This excerpt is from a Queens Chronicle article called "Budget Bonanza." That title should tell us something.
The retiree health benefits trust fund will gain an additional $100 million, bringing it to $4.2 billion. The general reserve will receive another $200 million and will now be at $1.2 billion. The capital stabilization reserve will continue at $250 million per year over the next four years. De Blasio said the total reserves of $5.65 billion are the highest in city history.
He also said the city since November has identified an additional $3 billion in savings from sources including employee health insurance, a partial hiring freeze and reduced debt service.
Even with all of that extra money in an $85.2 billion budget, the city still couldn't spare around $1/2 billion to pay UFT members back now the money we essentially loaned to the city interest free that we are getting back in dribs and drabs until 2020. Other city workers received that money from 2008-2010 and it has been in their paychecks ever since that time.

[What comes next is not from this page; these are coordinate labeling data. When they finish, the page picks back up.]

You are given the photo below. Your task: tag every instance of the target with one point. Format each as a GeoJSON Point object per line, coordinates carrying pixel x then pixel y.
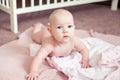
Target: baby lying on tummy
{"type": "Point", "coordinates": [58, 39]}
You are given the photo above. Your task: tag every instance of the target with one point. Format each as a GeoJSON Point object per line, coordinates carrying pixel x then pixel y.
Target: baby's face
{"type": "Point", "coordinates": [62, 28]}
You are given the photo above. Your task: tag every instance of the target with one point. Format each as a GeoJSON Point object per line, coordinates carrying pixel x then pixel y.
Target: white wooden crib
{"type": "Point", "coordinates": [12, 8]}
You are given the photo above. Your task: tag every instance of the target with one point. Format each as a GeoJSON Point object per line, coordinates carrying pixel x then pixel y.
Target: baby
{"type": "Point", "coordinates": [58, 39]}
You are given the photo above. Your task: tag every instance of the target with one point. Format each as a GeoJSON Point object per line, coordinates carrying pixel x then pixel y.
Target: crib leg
{"type": "Point", "coordinates": [14, 23]}
{"type": "Point", "coordinates": [114, 5]}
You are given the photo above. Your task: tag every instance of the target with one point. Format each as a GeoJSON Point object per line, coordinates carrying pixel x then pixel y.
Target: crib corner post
{"type": "Point", "coordinates": [13, 16]}
{"type": "Point", "coordinates": [114, 5]}
{"type": "Point", "coordinates": [14, 23]}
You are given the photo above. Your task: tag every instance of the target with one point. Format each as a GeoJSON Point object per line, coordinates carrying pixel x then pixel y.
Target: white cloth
{"type": "Point", "coordinates": [104, 59]}
{"type": "Point", "coordinates": [99, 56]}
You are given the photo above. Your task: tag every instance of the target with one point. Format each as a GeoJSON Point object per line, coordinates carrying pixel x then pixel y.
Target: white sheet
{"type": "Point", "coordinates": [104, 59]}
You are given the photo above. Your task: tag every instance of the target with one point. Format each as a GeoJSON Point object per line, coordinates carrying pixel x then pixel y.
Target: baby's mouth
{"type": "Point", "coordinates": [65, 36]}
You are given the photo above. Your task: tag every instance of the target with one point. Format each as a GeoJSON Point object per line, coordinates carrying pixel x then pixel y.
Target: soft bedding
{"type": "Point", "coordinates": [15, 58]}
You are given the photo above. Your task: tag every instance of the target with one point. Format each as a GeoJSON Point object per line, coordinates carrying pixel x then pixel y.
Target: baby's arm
{"type": "Point", "coordinates": [37, 61]}
{"type": "Point", "coordinates": [79, 46]}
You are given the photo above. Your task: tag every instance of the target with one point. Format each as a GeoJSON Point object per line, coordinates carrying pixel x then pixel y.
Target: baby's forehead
{"type": "Point", "coordinates": [60, 13]}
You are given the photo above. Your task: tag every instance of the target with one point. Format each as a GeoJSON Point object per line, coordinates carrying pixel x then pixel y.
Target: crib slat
{"type": "Point", "coordinates": [23, 3]}
{"type": "Point", "coordinates": [0, 2]}
{"type": "Point", "coordinates": [40, 2]}
{"type": "Point", "coordinates": [62, 1]}
{"type": "Point", "coordinates": [3, 2]}
{"type": "Point", "coordinates": [48, 2]}
{"type": "Point", "coordinates": [7, 3]}
{"type": "Point", "coordinates": [32, 3]}
{"type": "Point", "coordinates": [55, 1]}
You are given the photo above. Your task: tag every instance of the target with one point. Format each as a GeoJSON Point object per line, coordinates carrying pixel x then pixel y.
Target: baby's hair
{"type": "Point", "coordinates": [60, 12]}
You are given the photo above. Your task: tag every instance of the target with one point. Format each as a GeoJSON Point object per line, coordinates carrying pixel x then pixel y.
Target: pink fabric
{"type": "Point", "coordinates": [15, 58]}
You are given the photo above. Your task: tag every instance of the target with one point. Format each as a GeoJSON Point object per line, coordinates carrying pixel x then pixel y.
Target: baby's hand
{"type": "Point", "coordinates": [85, 63]}
{"type": "Point", "coordinates": [32, 76]}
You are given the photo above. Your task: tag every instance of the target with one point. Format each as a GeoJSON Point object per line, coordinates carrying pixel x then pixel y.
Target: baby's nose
{"type": "Point", "coordinates": [65, 31]}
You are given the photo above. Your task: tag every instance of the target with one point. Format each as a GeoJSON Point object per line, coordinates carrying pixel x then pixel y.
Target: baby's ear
{"type": "Point", "coordinates": [49, 28]}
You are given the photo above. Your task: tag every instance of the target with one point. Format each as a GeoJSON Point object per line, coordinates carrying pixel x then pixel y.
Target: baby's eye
{"type": "Point", "coordinates": [59, 27]}
{"type": "Point", "coordinates": [69, 26]}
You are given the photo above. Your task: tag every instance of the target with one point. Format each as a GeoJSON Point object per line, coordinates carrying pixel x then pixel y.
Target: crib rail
{"type": "Point", "coordinates": [37, 5]}
{"type": "Point", "coordinates": [5, 5]}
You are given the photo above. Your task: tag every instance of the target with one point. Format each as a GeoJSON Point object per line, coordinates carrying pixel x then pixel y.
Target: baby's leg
{"type": "Point", "coordinates": [37, 32]}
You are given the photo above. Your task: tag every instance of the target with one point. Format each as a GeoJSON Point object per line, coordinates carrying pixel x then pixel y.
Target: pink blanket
{"type": "Point", "coordinates": [15, 57]}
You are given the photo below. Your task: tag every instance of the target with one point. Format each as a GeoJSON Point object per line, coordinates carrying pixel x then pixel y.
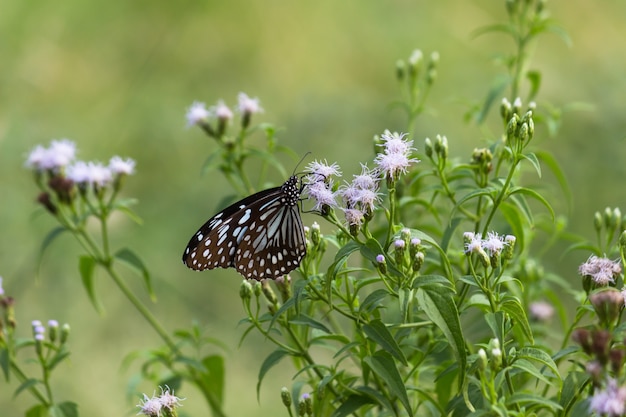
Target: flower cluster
{"type": "Point", "coordinates": [165, 404]}
{"type": "Point", "coordinates": [361, 195]}
{"type": "Point", "coordinates": [491, 249]}
{"type": "Point", "coordinates": [602, 271]}
{"type": "Point", "coordinates": [199, 115]}
{"type": "Point", "coordinates": [60, 175]}
{"type": "Point", "coordinates": [396, 156]}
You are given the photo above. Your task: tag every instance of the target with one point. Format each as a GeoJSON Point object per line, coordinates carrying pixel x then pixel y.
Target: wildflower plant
{"type": "Point", "coordinates": [421, 293]}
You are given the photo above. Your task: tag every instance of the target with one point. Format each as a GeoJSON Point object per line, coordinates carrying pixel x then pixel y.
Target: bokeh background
{"type": "Point", "coordinates": [117, 77]}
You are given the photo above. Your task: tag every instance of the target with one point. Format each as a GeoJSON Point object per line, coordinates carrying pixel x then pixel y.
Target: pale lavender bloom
{"type": "Point", "coordinates": [37, 158]}
{"type": "Point", "coordinates": [79, 172]}
{"type": "Point", "coordinates": [248, 105]}
{"type": "Point", "coordinates": [222, 111]}
{"type": "Point", "coordinates": [493, 244]}
{"type": "Point", "coordinates": [541, 310]}
{"type": "Point", "coordinates": [62, 152]}
{"type": "Point", "coordinates": [601, 270]}
{"type": "Point", "coordinates": [323, 196]}
{"type": "Point", "coordinates": [168, 399]}
{"type": "Point", "coordinates": [197, 114]}
{"type": "Point", "coordinates": [354, 217]}
{"type": "Point", "coordinates": [610, 402]}
{"type": "Point", "coordinates": [319, 170]}
{"type": "Point", "coordinates": [119, 166]}
{"type": "Point", "coordinates": [473, 243]}
{"type": "Point", "coordinates": [99, 174]}
{"type": "Point", "coordinates": [150, 406]}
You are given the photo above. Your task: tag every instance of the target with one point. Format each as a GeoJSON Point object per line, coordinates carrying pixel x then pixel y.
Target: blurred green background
{"type": "Point", "coordinates": [117, 77]}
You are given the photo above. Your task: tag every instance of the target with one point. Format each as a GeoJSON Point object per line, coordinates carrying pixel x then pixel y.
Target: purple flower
{"type": "Point", "coordinates": [248, 105]}
{"type": "Point", "coordinates": [601, 270]}
{"type": "Point", "coordinates": [396, 156]}
{"type": "Point", "coordinates": [610, 402]}
{"type": "Point", "coordinates": [197, 113]}
{"type": "Point", "coordinates": [119, 166]}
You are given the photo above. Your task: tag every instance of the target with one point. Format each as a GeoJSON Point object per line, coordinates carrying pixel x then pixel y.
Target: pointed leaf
{"type": "Point", "coordinates": [351, 405]}
{"type": "Point", "coordinates": [379, 333]}
{"type": "Point", "coordinates": [441, 310]}
{"type": "Point", "coordinates": [86, 267]}
{"type": "Point", "coordinates": [514, 309]}
{"type": "Point", "coordinates": [131, 259]}
{"type": "Point", "coordinates": [271, 360]}
{"type": "Point", "coordinates": [382, 364]}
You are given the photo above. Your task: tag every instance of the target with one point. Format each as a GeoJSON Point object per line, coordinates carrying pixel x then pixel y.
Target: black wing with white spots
{"type": "Point", "coordinates": [260, 236]}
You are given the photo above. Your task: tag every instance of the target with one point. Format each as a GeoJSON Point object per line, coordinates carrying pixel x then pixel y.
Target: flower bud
{"type": "Point", "coordinates": [269, 293]}
{"type": "Point", "coordinates": [245, 290]}
{"type": "Point", "coordinates": [285, 396]}
{"type": "Point", "coordinates": [400, 70]}
{"type": "Point", "coordinates": [381, 263]}
{"type": "Point", "coordinates": [505, 109]}
{"type": "Point", "coordinates": [608, 304]}
{"type": "Point", "coordinates": [428, 147]}
{"type": "Point", "coordinates": [65, 333]}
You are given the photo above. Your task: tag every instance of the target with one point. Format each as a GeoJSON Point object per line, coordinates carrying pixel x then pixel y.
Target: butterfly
{"type": "Point", "coordinates": [261, 236]}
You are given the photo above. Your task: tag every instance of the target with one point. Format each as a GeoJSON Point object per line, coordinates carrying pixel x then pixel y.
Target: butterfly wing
{"type": "Point", "coordinates": [261, 236]}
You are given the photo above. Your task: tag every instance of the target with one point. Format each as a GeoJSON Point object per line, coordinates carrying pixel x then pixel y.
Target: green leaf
{"type": "Point", "coordinates": [305, 320]}
{"type": "Point", "coordinates": [86, 267]}
{"type": "Point", "coordinates": [131, 259]}
{"type": "Point", "coordinates": [213, 377]}
{"type": "Point", "coordinates": [514, 309]}
{"type": "Point", "coordinates": [352, 404]}
{"type": "Point", "coordinates": [39, 410]}
{"type": "Point", "coordinates": [64, 409]}
{"type": "Point", "coordinates": [373, 300]}
{"type": "Point", "coordinates": [382, 364]}
{"type": "Point", "coordinates": [378, 332]}
{"type": "Point", "coordinates": [540, 356]}
{"type": "Point", "coordinates": [5, 363]}
{"type": "Point", "coordinates": [30, 382]}
{"type": "Point", "coordinates": [271, 360]}
{"type": "Point", "coordinates": [535, 195]}
{"type": "Point", "coordinates": [533, 401]}
{"type": "Point", "coordinates": [441, 310]}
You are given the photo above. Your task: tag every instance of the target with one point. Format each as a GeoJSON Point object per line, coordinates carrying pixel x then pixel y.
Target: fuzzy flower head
{"type": "Point", "coordinates": [58, 155]}
{"type": "Point", "coordinates": [323, 196]}
{"type": "Point", "coordinates": [322, 171]}
{"type": "Point", "coordinates": [197, 113]}
{"type": "Point", "coordinates": [247, 105]}
{"type": "Point", "coordinates": [150, 406]}
{"type": "Point", "coordinates": [493, 244]}
{"type": "Point", "coordinates": [601, 270]}
{"type": "Point", "coordinates": [396, 156]}
{"type": "Point", "coordinates": [119, 166]}
{"type": "Point", "coordinates": [609, 402]}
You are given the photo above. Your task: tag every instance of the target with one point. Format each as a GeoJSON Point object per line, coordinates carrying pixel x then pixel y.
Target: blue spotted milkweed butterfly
{"type": "Point", "coordinates": [261, 236]}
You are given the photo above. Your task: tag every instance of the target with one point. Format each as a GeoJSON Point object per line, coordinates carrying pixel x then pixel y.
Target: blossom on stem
{"type": "Point", "coordinates": [609, 402]}
{"type": "Point", "coordinates": [601, 270]}
{"type": "Point", "coordinates": [396, 156]}
{"type": "Point", "coordinates": [197, 114]}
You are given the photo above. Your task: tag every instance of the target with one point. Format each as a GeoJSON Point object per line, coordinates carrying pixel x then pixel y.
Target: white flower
{"type": "Point", "coordinates": [222, 111]}
{"type": "Point", "coordinates": [610, 402]}
{"type": "Point", "coordinates": [150, 406]}
{"type": "Point", "coordinates": [248, 105]}
{"type": "Point", "coordinates": [324, 197]}
{"type": "Point", "coordinates": [601, 270]}
{"type": "Point", "coordinates": [197, 113]}
{"type": "Point", "coordinates": [541, 310]}
{"type": "Point", "coordinates": [119, 166]}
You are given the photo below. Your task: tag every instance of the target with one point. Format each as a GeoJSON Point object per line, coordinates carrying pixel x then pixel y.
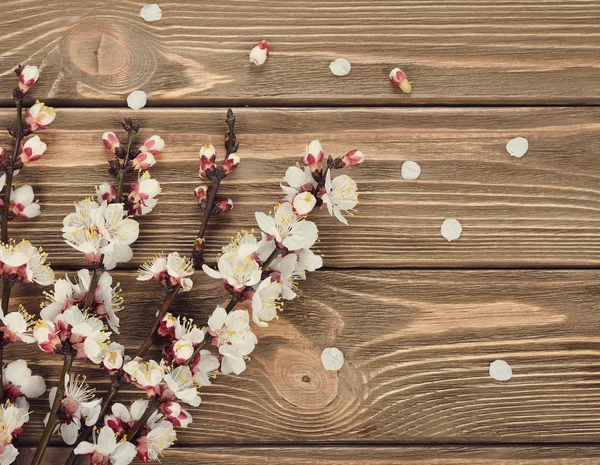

Since the Department of Education wants newer teachers so badly, why didn't the UFT ask for these retroactive payments up front for UFT members who leave the system. Perhaps there could be a severance package of $50,000 for everyone and not just the Absent Teacher Reserves to help the city hire those new teachers the DOE wants so badly. In fact, the city is still swimming in money so why didn't the UFT demand the retro for all of us up front and tell the city it has been proven totally wrong that the payments were budget busters?
No, our big increase for next year is in Teacher's Choice as this article praising the city budget on the UFT website explains.
The boost for Teacher’s Choice was part of a wider investment in public education in the $85.2 billion budget.
“With this budget, the City Council protected all sectors of New York City and invested in our children, our communities and our families,” said UFT President Michael Mulgrew. “In these trying political times, it is important for people to know that New York City’s elected officials are standing up for all of us.”
Nothing against Teacher's Choice, but seriously how much of that "wider investment in public education" is going to go to the classroom?
Do you feel the "New York City's elected officials are standing up for all of us" as Mulgrew says?